Established as The Skamokawa Eagle in 1891

Port, town officials review dredge work

Commissioners tackled several issues at the Wahkiakum County Port 1 meeting last Thursday, including how to deal with boaters who were ignoring codes of conduct and causing damage, dredge spoils, and the farmers market.

Mayor Dale Jacobson was in attendance with the Town of Cathlamet’s Public Works Superintendent Duncan Cruickshank.

Jacobson said that the town had completed their waterfront park plan and would soon be looking for grants. He asked the commissioners when they planned to move dredge spoils to the front sewer pond.

“If we could get it done before the end of summer it would be great,” Jacobson said.

Dredging and the empty sewer ponds have been beneficial to both the port and the town. While the sewer ponds provided a location for the port to place dredge spoils, the dredge spoils are being used to fill the former sewer ponds, moving the town closer to achieving their dream of a waterfront park, and cutting down on costs for all involved.
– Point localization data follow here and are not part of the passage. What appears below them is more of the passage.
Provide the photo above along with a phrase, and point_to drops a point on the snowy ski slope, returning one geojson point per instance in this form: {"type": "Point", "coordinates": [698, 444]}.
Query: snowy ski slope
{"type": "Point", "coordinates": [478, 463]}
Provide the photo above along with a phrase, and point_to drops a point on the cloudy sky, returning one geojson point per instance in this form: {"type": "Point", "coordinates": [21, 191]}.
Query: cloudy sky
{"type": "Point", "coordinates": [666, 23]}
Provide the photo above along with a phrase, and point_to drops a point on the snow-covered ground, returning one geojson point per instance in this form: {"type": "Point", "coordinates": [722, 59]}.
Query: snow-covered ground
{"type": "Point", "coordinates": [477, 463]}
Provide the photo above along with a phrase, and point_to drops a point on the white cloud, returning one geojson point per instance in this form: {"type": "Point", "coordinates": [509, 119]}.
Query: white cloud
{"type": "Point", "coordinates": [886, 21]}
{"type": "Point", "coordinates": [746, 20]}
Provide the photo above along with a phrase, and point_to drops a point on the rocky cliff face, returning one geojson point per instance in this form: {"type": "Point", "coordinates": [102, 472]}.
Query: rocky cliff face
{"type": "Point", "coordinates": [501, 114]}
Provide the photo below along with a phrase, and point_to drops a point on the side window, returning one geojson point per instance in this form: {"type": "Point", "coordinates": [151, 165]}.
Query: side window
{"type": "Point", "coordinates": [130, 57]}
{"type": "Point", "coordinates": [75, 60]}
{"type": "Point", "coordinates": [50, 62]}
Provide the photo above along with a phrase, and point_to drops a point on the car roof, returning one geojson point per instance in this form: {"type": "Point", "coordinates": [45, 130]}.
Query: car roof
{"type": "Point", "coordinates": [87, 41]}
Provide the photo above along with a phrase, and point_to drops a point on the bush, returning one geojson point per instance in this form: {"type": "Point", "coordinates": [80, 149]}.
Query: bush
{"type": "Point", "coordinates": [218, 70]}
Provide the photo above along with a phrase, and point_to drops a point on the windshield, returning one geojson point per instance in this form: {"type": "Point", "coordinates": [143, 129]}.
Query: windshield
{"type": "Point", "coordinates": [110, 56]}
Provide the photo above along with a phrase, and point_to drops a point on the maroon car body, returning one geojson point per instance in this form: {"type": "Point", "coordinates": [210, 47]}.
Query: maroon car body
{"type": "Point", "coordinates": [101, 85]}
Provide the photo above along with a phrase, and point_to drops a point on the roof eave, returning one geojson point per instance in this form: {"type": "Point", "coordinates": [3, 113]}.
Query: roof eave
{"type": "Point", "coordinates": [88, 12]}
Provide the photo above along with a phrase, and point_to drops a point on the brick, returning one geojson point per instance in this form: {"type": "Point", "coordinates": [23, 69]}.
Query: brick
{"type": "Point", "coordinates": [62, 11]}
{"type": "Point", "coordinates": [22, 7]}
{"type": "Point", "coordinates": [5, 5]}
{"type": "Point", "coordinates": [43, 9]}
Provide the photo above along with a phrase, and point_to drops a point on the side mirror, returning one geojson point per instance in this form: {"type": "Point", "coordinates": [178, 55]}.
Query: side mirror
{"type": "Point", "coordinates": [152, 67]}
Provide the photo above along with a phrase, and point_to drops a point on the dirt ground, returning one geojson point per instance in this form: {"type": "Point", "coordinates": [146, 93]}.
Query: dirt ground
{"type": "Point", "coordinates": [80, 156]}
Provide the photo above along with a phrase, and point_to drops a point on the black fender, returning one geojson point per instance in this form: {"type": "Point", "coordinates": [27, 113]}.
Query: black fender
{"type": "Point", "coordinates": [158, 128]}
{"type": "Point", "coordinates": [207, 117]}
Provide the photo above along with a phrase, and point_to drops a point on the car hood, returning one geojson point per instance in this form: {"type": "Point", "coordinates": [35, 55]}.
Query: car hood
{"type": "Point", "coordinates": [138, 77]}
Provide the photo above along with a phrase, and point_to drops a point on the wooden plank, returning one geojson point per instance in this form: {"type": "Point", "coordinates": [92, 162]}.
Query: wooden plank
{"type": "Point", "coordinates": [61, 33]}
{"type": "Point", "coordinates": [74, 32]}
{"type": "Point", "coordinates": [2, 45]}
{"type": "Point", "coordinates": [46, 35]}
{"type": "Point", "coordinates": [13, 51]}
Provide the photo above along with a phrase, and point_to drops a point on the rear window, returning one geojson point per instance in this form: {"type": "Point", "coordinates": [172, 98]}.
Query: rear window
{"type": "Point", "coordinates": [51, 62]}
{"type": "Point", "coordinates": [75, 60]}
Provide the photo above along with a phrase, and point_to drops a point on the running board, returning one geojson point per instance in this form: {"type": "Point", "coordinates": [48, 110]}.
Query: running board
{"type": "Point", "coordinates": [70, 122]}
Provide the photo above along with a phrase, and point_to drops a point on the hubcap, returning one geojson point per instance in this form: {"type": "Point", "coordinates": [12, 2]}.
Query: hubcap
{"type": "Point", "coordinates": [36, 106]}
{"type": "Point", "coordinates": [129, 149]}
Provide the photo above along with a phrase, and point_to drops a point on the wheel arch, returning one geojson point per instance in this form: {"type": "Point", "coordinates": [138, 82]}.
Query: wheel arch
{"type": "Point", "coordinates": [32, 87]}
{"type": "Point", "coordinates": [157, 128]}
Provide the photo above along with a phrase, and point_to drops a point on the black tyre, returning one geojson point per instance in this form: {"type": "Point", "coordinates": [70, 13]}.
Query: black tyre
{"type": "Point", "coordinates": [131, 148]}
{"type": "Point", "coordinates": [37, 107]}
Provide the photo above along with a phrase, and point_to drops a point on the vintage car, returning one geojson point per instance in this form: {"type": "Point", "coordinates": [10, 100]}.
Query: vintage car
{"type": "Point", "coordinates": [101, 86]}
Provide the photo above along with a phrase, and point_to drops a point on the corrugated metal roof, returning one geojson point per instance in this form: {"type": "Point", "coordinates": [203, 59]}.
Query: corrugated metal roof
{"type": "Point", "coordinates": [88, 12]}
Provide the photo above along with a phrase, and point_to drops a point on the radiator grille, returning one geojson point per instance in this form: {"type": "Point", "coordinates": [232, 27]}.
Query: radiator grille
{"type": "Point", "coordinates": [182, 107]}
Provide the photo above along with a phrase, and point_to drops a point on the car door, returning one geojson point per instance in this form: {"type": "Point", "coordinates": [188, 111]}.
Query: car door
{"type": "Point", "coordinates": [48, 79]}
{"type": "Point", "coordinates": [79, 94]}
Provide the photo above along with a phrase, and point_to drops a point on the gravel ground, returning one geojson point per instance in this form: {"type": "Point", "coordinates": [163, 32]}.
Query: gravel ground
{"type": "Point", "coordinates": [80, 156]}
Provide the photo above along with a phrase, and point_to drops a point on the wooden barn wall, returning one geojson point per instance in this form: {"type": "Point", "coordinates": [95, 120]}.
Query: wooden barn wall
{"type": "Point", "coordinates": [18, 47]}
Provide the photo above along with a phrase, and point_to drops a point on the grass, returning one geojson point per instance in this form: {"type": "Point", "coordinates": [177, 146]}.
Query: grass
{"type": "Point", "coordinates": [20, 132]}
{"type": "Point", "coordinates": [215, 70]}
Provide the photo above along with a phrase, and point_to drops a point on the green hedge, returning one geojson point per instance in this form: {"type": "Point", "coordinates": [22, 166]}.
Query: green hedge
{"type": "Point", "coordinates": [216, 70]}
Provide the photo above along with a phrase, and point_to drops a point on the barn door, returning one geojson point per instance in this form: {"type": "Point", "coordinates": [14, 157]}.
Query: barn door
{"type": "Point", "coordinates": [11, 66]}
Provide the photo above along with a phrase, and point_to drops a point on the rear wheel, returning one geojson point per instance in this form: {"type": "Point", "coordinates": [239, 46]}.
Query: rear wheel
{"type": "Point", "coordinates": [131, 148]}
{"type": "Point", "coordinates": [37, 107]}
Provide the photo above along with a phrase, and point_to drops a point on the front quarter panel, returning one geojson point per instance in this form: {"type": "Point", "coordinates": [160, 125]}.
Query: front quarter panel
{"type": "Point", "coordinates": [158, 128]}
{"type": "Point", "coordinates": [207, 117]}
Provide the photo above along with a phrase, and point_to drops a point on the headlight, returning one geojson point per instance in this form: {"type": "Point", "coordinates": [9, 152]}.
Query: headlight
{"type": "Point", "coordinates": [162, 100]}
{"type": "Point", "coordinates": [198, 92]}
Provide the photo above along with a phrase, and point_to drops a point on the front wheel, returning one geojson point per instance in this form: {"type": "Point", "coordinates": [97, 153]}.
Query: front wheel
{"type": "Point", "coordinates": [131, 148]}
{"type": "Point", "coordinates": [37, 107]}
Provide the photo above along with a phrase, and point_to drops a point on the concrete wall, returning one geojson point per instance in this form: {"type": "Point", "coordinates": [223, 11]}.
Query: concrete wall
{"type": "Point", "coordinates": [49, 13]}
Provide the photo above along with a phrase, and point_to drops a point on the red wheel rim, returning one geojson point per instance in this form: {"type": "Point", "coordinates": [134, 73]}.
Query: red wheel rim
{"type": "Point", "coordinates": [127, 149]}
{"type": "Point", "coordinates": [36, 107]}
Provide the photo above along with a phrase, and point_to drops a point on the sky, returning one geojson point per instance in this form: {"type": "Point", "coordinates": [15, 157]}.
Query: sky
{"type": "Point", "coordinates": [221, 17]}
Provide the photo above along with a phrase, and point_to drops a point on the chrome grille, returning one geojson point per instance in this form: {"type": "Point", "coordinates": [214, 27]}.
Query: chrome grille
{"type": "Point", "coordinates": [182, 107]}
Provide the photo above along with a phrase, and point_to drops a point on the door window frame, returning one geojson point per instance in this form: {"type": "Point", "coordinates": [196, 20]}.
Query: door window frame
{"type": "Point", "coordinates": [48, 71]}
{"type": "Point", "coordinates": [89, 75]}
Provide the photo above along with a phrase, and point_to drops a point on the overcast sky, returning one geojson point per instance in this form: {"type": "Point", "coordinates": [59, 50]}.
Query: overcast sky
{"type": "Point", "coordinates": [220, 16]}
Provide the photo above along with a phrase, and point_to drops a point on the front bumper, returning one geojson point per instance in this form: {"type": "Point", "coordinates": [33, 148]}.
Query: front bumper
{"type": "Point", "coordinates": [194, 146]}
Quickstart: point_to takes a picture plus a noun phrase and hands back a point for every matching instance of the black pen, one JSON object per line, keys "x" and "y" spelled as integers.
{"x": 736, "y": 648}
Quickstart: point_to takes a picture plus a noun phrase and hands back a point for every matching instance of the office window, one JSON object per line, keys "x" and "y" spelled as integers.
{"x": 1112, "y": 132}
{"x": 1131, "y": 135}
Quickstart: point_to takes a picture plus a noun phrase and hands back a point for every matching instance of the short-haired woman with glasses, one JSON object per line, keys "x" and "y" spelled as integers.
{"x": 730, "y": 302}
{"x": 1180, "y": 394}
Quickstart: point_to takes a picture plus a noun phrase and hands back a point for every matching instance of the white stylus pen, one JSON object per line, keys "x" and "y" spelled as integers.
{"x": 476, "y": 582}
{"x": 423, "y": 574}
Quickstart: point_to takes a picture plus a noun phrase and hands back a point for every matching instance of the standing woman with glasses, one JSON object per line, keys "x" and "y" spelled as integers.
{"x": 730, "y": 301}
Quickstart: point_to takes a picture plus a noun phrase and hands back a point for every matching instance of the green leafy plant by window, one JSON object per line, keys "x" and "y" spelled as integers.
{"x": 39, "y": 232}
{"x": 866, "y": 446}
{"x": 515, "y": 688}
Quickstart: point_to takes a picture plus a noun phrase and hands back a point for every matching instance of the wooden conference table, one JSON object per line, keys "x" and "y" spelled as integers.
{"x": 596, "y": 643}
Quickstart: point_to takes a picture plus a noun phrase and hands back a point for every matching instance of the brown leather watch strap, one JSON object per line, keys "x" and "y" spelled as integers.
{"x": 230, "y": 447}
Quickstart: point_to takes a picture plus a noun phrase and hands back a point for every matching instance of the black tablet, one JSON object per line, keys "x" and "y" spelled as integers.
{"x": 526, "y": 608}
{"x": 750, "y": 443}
The town owns most of the land, but the port owns a portion of it as well.

More than one person remarked that it was still too wet over there to move the spoils.

“According to our Corps of Engineers permit, to dewater the way we’re doing it is the way they want us to do it,” Commissioner Scott Anderson said. “We would be shooting ourselves in the foot if we moved stuff in there right now.”

Anderson was mostly right, Port Manager Jackie Lea later said by phone.

According to Lea, the port is following a de-watering plan set up by the Department of Ecology. They are handling the spoils on the advice of experienced personnel from the Port of Portland.

Lea went on to say that the soil dries from the top down and until it dries completely, the soil will be soft and have a kind of quicksand quality to it. If the port were to move heavy equipment into the ponds to move the spoils they could risk damage to the equipment or risk getting stuck, which would require larger equipment for extraction.

“I was thinking it was going to fill up this year and you would be done,” Cruickshank said regarding the front sewer pond and the volume of dredge spoils.

“I’ve been to city council and my statement was that it would be years before that project is going to be completed,” Anderson said in response.

In March, the consultant for the project, Maul, Foster & Alongi, estimated that the port had moved 10,000 cubic yards of sediment during their first season of dredging. In November, the port will begin dredging again, but they don’t expect to have as much volume by the time the window closes again at the end of February, 2019.